リジッドカップリング

 昔、長いボールネジにサーボモータを結合した構造の機械を設計した事があった。試運転の段階になって、ボールネジが振動した。初めての事で、お手上げだった。振動の専門家の助けを借りて、制振ダンパを取付けて振動は緩和したが解決できなかった。
 その時、修士卒で入社したばかりのMくんが、解析プログラムを作って、PLCのサーボ指令にリップルがある事を見つけた。当時はアナログ指令で、性能が十分でなかったようだ。PLCは他メーカーのものに交換した。修士ってこんなに優秀なのかと、舌を巻いた記憶がある。

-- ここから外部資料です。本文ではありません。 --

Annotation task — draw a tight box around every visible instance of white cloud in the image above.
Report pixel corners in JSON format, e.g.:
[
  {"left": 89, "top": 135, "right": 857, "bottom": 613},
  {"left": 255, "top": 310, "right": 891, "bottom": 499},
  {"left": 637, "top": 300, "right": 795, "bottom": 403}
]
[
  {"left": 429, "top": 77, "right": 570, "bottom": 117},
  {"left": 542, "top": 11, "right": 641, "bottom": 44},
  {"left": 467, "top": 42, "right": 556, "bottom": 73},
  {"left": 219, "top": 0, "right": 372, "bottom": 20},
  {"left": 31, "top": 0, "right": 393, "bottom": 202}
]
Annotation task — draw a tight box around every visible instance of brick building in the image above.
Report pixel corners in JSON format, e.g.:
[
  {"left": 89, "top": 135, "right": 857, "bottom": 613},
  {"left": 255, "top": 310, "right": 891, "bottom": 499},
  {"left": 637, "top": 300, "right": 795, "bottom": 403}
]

 PLCは仕方がないが、メカ的な対策に手を出せなかったのが悔しかった。PLCは解決しても、制振ダンパは大きな錘を付ける事になるから、加速性能の足かせになった。
この機械では、制振ダンパはボールネジ側に付けたが、その後別の機械を設計する際は、モータ軸側に錘を付けた方がよいとモータメーカーからアドバイスを受けた事もあった。
 モータ軸とボールネジの接合はバックラッシュレスで高剛性なフレキシブルカップリングだったが、それでも剛性が不足していたようだ。もし当時、リジッドカップリングに変更する発想があったら、うまく解決できたかなと思う。
 リジッドカップリングは、ミスアライメントを認識しないで安易に使用される事が多く、精密駆動には論外という認識だった。サーボモータのメーカーにリジッドカップリングの使用を相談したら、どんな返事だったろう。

 今回リジッドカップリングの使用条件を問い合せたら、「心出し精度を限りなく0に近いレベルまで出す必要がある。 」との事で、否定される事はなかった。リジッドカップリング特有の性能である、低イナーシャと高剛性、そして完璧に組付けられた時に生まれるスムーズなトルク伝達性能を看過する事が出来なくなったようだ。

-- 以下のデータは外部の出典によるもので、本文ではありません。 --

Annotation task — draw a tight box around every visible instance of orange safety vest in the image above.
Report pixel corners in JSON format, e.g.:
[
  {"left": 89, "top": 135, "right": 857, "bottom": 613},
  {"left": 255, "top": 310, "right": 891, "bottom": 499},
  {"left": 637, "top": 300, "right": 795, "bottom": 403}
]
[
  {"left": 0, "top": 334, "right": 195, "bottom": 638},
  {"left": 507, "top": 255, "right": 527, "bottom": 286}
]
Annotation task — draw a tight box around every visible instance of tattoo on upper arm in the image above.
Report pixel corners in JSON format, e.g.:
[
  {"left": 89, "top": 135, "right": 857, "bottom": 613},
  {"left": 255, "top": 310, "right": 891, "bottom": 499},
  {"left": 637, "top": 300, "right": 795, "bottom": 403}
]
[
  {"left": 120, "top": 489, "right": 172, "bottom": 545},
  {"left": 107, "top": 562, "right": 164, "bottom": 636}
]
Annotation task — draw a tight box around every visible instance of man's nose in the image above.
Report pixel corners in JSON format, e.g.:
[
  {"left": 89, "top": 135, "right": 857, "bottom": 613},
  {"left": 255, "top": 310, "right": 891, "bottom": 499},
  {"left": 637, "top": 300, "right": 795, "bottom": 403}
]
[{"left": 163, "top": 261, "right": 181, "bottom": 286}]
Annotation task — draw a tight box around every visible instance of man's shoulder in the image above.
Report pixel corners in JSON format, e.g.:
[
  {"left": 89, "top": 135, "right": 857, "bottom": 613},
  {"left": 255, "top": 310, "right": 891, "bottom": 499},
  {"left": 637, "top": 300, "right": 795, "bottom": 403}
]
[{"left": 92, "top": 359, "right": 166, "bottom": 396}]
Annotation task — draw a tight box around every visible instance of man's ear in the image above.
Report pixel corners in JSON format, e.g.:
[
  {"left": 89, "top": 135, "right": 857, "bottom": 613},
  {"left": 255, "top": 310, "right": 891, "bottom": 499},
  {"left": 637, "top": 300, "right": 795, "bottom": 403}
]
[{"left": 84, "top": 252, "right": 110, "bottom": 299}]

 限りなく0に近いというのは、どんなレベルだろうか。
サーボモータメーカーが推奨するのは、「偏心と偏角が許容されるフレキシブルカップリングを使用して、振れは0.03mm以内で組立てる」事だ。
リジッドカップリングの場合は、どんなオーダーなのだろうか。

 ボールネジ側の軸受はアンギュラー玉軸受を予圧して使用するのが普通だから、ラジアルすき間は皆無だろう。一方サーボモータは大抵、深溝玉軸受を使用するから若干のラジアルすき間が期待できる。例えば内径20〜30mmの軸受で標準的なラジアルすき間(CN)は0.005〜0.020mmである。振れは少なくともこれ以内に収める必要がある。但しこれは偏心の検討で、偏角も同時に0近くにするような調整は容易でない。
 偏角のみが許容されるフレキシブルカップリングがあって、実際はこのシングル板バネタイプがフレキシブルカップリングの中で剛性が高いので、多く用いられていると思う。サーボモータは軸先端に一定の荷重が許容されているから、若干のたわみも期待できる。だから、たわみによる傾きを含む偏角は許容してもらい、振れも0.02mm以内程度で組立てるやり方だ。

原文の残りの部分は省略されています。